1Department of Pharmacology, College of Medicine, University of Basra, Basra, Iraq; 2Department of Pharmacology and Toxicology, College of Pharmacy, University of Basra, Basra, Iraq.

Abstract | Pneumonitis, another name for lung inflammation, can be caused by respiratory infections, exposure to pollutants or allergens from the air, and lung conditions such as chronic bronchitis or asthma. An inhibitor of phosphodiesterase enzymes 3 and 5, dipyridamole is a conventional antiplatelet drug that increases adenosine. The purpose of this study was to investigate whether dipyridamole plays a role as an anti-inflammatory to improve airway inflammation. A total of 24 healthy rats (albino, male), were weighted (150-300 g), were divided into four groups, each group consisting of six rats; Group A rats were given oral distal water and was considered a negative control group. Group B rats received distal water orally with ovalbumin (ova) sensitization, which was considered a positive control group. Group C rats were given dipyridamole (26.4 mg / kg) orally with sensitization to the ova. Group D rats received prednisolone (4.12mg/kg) orally with sensitization to the ova. Subsequently, the right lung was lavage, by insertion of a tracheal cannula, three times with 10 ml of normal saline (NS 0.9%) at 37 °C and the broncho alveolar lavage fluid (BALF) was sent for laboratory evaluations and the left lung was incised for histopathological evaluation. Data analysis indicated that a substantial decrease in total white blood cell counts (WBC) was observed (p-value <0.05) and cells including (neutrophils, mononuclear) in BALF of rats treated with dipyridamole (group C) and prednisolone (group D) compared to positive control (group B), but reduction in eosinophils cells in dipyridamole treated group C was non significant (p-value>0.05) there was also an improvement in histological characteristics regarding bronchial dilatation and improvement in the alveolar sac and modification of inflammatory cells in lung tissues in dipyridamole treated rats (group C) and prednisolone treated (group D) was observed in contrast to ovalbumin (ova) sensitized rats (group B). Collectively, dipyridamole has the ability to decrease inflammation to a lower limit in the airways in rats through its ability to decrease total and differential WBCs in BALF.

 

Keywords | Rat lung model, Dipyridamole, Inflammatory cells, Ovalbumin.

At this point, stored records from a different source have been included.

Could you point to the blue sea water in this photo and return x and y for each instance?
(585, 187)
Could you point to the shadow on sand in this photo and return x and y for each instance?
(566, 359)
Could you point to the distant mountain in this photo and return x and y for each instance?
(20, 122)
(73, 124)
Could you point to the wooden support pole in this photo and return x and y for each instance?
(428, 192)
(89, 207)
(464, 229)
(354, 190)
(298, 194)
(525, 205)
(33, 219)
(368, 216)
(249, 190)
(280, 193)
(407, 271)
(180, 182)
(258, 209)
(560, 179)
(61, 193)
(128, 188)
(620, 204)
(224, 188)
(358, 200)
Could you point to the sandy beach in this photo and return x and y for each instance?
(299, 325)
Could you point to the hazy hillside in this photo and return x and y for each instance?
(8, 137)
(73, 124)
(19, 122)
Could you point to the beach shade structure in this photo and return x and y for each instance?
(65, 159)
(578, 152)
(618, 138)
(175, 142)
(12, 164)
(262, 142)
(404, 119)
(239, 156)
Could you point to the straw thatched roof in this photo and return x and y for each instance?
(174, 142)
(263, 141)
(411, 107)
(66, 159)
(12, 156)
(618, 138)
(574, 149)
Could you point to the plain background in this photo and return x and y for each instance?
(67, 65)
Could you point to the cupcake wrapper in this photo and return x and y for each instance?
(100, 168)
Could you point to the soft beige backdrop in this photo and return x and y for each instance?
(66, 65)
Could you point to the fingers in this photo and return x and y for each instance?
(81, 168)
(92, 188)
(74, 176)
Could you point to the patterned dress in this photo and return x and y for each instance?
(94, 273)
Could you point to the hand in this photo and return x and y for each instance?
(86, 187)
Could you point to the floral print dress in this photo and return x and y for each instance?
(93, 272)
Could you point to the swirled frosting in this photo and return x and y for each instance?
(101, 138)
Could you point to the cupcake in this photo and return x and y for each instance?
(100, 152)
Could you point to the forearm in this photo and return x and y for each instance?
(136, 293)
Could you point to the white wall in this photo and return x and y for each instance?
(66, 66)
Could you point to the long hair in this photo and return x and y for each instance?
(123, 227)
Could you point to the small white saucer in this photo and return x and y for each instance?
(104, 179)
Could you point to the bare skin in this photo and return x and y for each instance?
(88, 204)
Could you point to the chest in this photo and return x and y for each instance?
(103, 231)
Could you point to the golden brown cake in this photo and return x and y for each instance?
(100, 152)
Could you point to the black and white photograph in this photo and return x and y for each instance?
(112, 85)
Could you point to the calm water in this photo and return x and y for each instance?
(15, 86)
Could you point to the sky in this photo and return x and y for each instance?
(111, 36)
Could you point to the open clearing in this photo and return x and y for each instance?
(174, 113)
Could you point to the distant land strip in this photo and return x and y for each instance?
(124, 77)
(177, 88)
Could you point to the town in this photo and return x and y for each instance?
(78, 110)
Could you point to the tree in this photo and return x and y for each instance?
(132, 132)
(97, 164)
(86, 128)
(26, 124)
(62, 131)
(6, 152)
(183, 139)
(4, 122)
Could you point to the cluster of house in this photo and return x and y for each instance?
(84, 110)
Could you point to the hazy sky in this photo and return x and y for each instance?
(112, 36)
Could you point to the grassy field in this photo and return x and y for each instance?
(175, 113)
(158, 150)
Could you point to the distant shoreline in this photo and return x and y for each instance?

Received | March 12, 2024; Accepted | April 06, 2024; Published | May 31, 2024

*Correspondence | Ali D Nashmi, Department of Pharmacology, College of Medicine, University of Basra, Basra, Iraq; Email: [email protected]

Citation | Nashmi AD, Hasan JK, Ibrahim MA (2024). Study of anti-inflammatory effect of dipyridamole by evaluation inflammatory cells and histopathology in rat: airway models. J. Anim. Health Prod. 12(2): 240-248.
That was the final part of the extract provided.